We are working with local and regional scholars, practitioners, artists, and community leaders to put together a program that connects with local and regional challenges and opportunities. And we remain committed to facilitating very global conversations as well. We expect a lively local day, walking tours, and tours further afield, and, as always, a rich program of panels and workshops. Enchantment, transformation, local, global, and points in between. This is where we see ourselves traveling and creating. We realize that there is always variation in the extent to which panels and participants directly engage with program themes, but we know that the best programs are those in which a set of related conversations emerge from engagement, and we encourage our members to join us in engaging with the theme.

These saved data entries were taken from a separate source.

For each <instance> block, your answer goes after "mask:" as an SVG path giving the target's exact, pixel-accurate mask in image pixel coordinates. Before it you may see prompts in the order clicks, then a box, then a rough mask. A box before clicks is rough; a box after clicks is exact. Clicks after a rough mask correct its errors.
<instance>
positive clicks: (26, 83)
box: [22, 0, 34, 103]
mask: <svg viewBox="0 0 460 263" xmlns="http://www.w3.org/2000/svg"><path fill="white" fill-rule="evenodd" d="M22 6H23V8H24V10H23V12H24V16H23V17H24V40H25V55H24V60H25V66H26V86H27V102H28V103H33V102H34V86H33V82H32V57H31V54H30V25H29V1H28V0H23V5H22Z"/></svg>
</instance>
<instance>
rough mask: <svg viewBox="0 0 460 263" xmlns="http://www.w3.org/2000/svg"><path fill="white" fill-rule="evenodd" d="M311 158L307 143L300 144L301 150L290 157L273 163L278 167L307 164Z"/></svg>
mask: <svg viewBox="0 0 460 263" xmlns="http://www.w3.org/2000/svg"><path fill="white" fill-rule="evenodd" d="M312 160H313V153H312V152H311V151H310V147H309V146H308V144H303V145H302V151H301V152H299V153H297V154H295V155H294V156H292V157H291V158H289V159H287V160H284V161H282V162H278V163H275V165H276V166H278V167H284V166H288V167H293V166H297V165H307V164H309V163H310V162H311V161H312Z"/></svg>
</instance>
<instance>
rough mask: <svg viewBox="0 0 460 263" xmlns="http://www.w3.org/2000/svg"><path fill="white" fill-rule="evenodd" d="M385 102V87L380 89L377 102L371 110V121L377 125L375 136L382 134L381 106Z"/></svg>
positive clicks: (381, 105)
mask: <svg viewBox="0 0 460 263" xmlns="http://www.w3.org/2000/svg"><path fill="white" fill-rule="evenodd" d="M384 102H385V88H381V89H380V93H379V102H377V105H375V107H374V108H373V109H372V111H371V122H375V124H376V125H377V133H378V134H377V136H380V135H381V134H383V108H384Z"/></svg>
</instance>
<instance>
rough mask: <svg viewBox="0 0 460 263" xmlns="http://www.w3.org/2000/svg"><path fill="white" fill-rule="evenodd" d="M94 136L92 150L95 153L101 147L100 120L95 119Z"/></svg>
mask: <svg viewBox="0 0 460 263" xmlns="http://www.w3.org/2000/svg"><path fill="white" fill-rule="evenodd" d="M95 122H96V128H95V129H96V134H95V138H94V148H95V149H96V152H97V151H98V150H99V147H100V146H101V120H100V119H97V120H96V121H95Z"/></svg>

This will not be our first time in Santa Fe. It has long proven popular with our membership and we hope to continue what has worked and to innovate to maintain interest and expand accessibility. We are happily meeting at the El Dorado Hotel, on Santa Fe’s historic plaza, a charming hotel reflecting local character, and which has the benefit of being centrally located and far more accessible to people experiencing mobility challenges than prior meeting sites in Santa Fe.

When we meet in Santa Fe, let us be mindful of the fact that we are guests in the region the Tewa, Towa, Tiwa, Zuni, and Keres-speaking Pueblos call home, as well as the Athapascan-speaking Navajo and Apache, and other Native American groups with close ties to the region. These lands were colonized by Spain and then the United States of America. Santa Fe and the broader Southwest are products of long and still ongoing historical processes of migration and cultural change. I hope we will be considerate of our own positionality within these processes and be good guests to our host communities.

Until we meet in Santa Fe, I welcome our members and partners to reach out to me with ideas, engage the program committee, and help us make the 2024 Annual Meeting one to remember. We hope you will join us in Santa Fe, an ideal space for doing the work of transformation in the spirit of enchantment.